For RabbitMQ there are 3 potential ways of implementing:



* Manually define a single-node statefulset as a 1:1 copy of faf-stack.

* A Helm chart from Bitnami

* Deploying the RabbitMQ operator



**Decision:** We'll run for the Bitnami helm charts. It is really awesome configurable so that it can read _our_ secrets, so the template can be perfectly configure. This simplifies coding compared to a manual stefulset. The RabbitMQ operator seems much more complex for now.



=== User access and RBAC



* We want to give access to multiple people with potentially different permissions.

* Handing out service account certificates is quite annoying.

* An SSO login via OIDC is preferred and supported by K8s / K3s.

** The preferred identity provider would be Github as all developers are there and its outside the system itself.

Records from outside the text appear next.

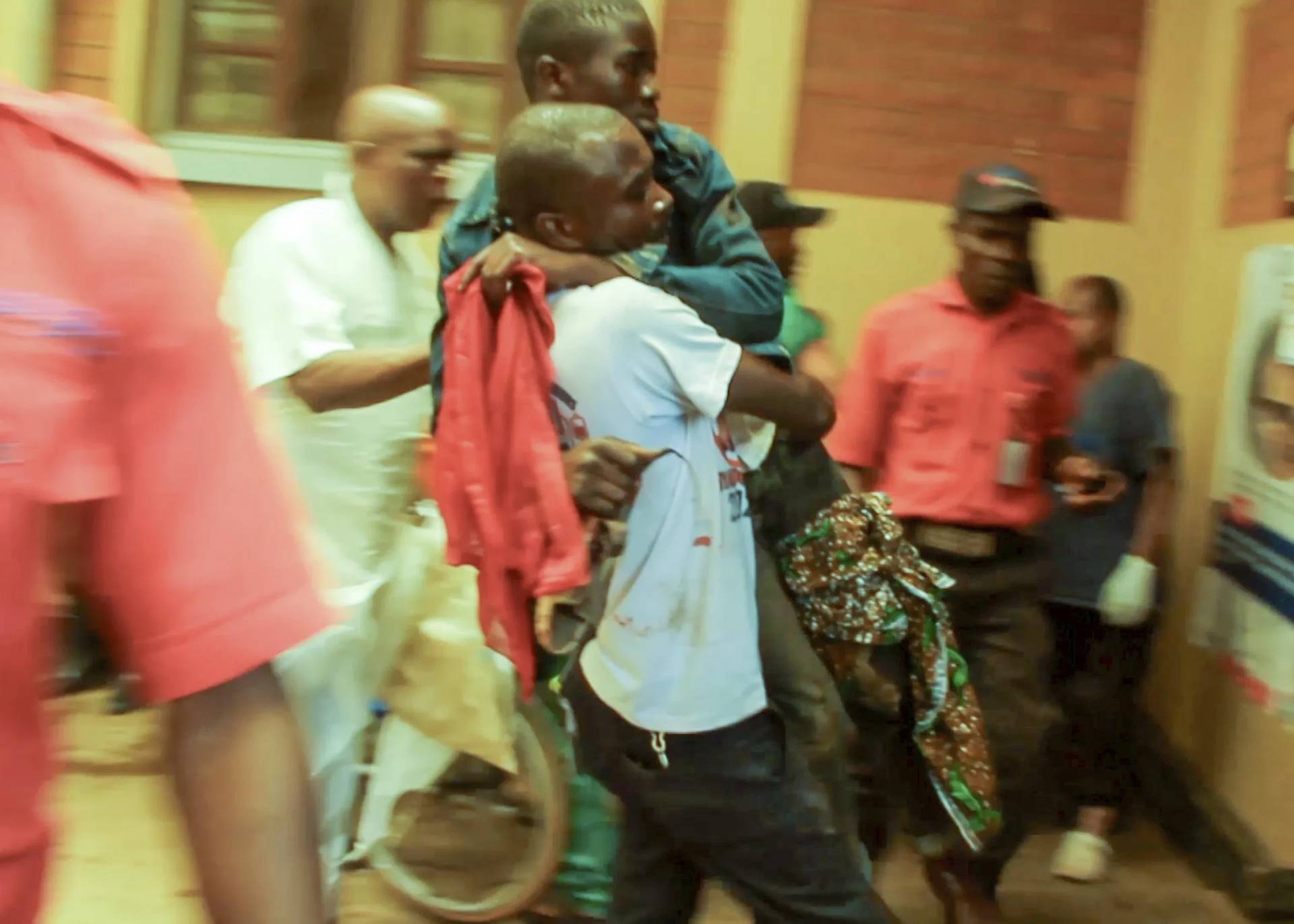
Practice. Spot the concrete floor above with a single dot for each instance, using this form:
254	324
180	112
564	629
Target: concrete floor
122	856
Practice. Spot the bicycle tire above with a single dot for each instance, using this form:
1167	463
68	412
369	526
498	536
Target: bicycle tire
538	756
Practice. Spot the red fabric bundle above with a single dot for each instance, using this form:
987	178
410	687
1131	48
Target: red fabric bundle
497	470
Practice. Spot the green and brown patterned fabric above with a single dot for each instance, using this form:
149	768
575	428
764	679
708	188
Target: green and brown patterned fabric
858	584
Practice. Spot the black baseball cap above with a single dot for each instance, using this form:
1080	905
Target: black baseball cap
770	206
1002	189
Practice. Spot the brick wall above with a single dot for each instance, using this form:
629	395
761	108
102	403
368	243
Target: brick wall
693	40
1264	111
900	96
83	47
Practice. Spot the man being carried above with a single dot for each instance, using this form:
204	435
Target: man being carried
668	697
711	258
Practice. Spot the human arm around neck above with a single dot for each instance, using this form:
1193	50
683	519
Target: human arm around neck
797	404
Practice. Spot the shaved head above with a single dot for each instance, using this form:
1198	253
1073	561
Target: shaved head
548	152
383	114
579	178
567	30
1094	306
403	144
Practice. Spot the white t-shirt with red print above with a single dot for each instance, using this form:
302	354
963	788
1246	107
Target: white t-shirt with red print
677	650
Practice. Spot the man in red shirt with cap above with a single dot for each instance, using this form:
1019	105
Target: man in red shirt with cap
958	405
123	426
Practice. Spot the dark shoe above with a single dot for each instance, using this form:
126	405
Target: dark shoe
963	900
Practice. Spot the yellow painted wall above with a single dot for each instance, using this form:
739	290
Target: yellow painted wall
1181	267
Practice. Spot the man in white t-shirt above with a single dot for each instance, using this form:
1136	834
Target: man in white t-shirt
334	317
669	696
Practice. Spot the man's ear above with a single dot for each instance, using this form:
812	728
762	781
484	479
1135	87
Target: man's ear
551	80
559	232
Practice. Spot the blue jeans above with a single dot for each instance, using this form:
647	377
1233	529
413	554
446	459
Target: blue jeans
738	804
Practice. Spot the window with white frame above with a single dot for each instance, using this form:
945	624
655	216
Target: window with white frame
249	91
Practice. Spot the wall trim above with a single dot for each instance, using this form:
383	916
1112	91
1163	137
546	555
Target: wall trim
281	163
1219	845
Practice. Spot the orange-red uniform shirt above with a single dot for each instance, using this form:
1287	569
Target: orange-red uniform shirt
118	386
936	390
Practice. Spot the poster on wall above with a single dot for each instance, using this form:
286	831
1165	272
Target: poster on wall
1245	596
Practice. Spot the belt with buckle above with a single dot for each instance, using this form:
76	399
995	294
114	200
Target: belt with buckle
967	543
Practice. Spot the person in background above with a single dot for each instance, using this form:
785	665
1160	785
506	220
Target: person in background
605	52
958	405
333	319
804	332
127	443
668	697
1104	588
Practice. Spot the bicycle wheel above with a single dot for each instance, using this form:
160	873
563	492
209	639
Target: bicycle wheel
481	844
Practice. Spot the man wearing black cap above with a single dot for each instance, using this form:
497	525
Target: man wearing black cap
776	219
956	405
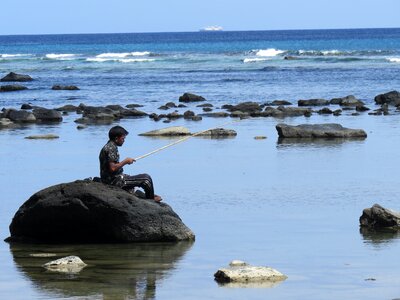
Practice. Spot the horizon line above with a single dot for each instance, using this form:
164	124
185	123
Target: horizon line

Unfortunately Gitlab  only supports OAuth2 and not OIDC.

** Google accounts would be an alternative, but we don't want to force people on Google.

** We'll use FAFs custom login instead.

** As a fallback (in case the FAF login is broken) we still have the main service account.

* RBAC t.b.d.



=== Developer environment & reproducibility



- No service shall go live if its initial configuration or installation can't be scripted.

- Everything must be runnable on a single-node cluster.

- Scripts shall be idempotent / re-runnable without fatal consequences. We will use k8s annotations to keep track of the state.